A socialist city councilwoman in Seattle

Kshama Sawant, a militant of Socialist Alternative, a group of the US left, from the Trotskyist tradition, became the first socialist city council member in almost 100 years, for the City of Seattle. And, although it is a local post, this acquires greater importance in the context of a strongly bipartisan system. To this victory in Seattle was also added the very good election outcome of the candidate of Socialist Alternative in Minneapolis (the biggest city of the state of Minnesota), who got 36% of the votes.

Sawant, 41 years old, of Indian origin, appeared with a socialist ballot, and she raised as the main ideas of her campaign, the demand for a $15 minimum wage, rent control and bigger taxes on millionaires, to increase investment in public transportation and education. This program, although limited, won the support of an historically Democratic Party group of voters, disappointed both with Obama’s policy at the national level and with the Democrats in Seattle (where they have historically been in power).

Sawant’s victory shattered two myths: the first, that people in the United States will be afraid of "socialism" (a specter that constantly stirs in a deeply McCarthyite society), and the second, that it is impossible to beat the Democratic Party.

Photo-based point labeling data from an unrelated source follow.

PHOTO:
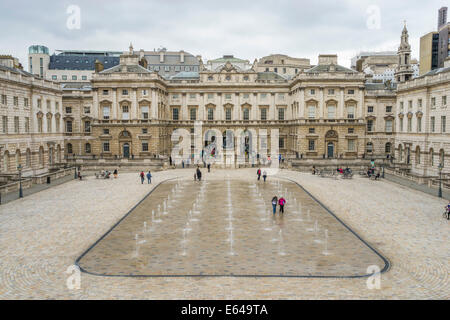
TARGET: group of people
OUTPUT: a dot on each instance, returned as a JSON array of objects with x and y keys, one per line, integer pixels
[
  {"x": 148, "y": 175},
  {"x": 264, "y": 174},
  {"x": 280, "y": 202}
]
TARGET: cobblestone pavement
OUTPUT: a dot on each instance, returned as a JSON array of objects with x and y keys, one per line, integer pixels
[{"x": 43, "y": 234}]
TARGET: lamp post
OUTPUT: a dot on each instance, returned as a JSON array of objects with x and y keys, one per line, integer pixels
[{"x": 19, "y": 168}]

The restrictive democracy of the two-party system

What makes Sawant’s victory significant is the fact that in the United States it is very rare that candidates that are not Republicans or Democrats appear, and, if there are candidates from outside those parties, they are generally "independents," but seldom do male or female candidates from the left get to be nominated, and even less do they openly assert they are socialists. The US electoral system is based on an ultra-restrictive two-party system, where millions of dollars are needed to mount a campaign, and the machines of the Democrats and Republicans, that are nothing more than two wings of the same party of the imperialist bourgeoisie, impose themselves.

There exists a common sense among several groups of the left that, with skepticism, do not see beyond the limits of the two-party system. Many groups of the left, even some that say they are Trotskyists or radicals, end up backing Democratic Party candidates as a "lesser evil," compared to the terror from the right. At most, they have come to back Green Party candidates or some independent candidate like Ralph Nader (who appeared for the last time in the presidential elections of the year 2000, with a very limited program of reforms).

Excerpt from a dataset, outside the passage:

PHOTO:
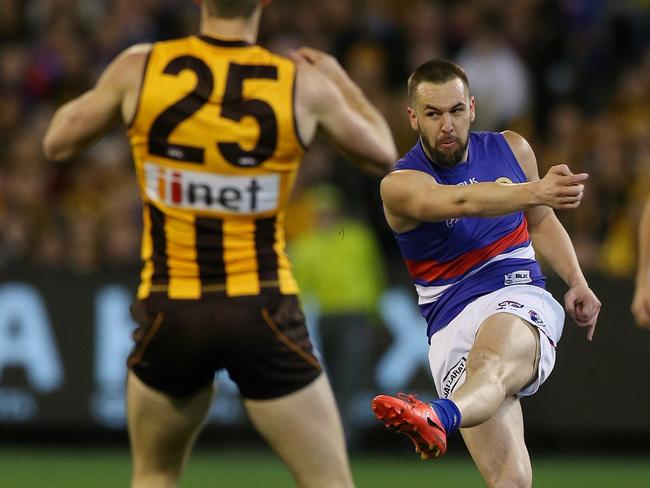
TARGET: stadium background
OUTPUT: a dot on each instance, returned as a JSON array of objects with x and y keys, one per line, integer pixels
[{"x": 572, "y": 76}]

Sawant’s candidacy politically expressed many of the demands of the OWS movement, of the working women and men from the fast food sector, immigrants and workers, that is, those who are giving shape to this "turn to the left," that the media in the US are talking about. Some days after her victory became known, the strike in the Boeing factory began, and the new city councilwoman was one of those invited to address the workers in struggle, and she condemned the employers’ plan to eliminate the workers’ pensions, while management gets million-dollar subsidies from the government. Although she did it with a confused program of "democratic ownership" of the factory, Sawant called on the workers not to leave the plant and to stop building "war machines" (because of the military planes) and to produce public transit vehicles, among other things.

Despite the limited nature of the program of Sawant’s campaign, that took only some basic demands, her victory is encouraging for showing, on a small scale, the potential that politics from the far left could have, if it set out a working-class alternative independent of the Democrats and supported in the workers’ struggle.

Even with the almost non-existent possibilities of presenting a candidacy at the national level, it still remains to be seen how this phenomenon will develop and if the possibility exists that, in view of the crisis of the Republican Party, but, above all, Obama’s exhaustion and the disappointment with the Democrats, an independent alternative to the two-party system can begin to emerge.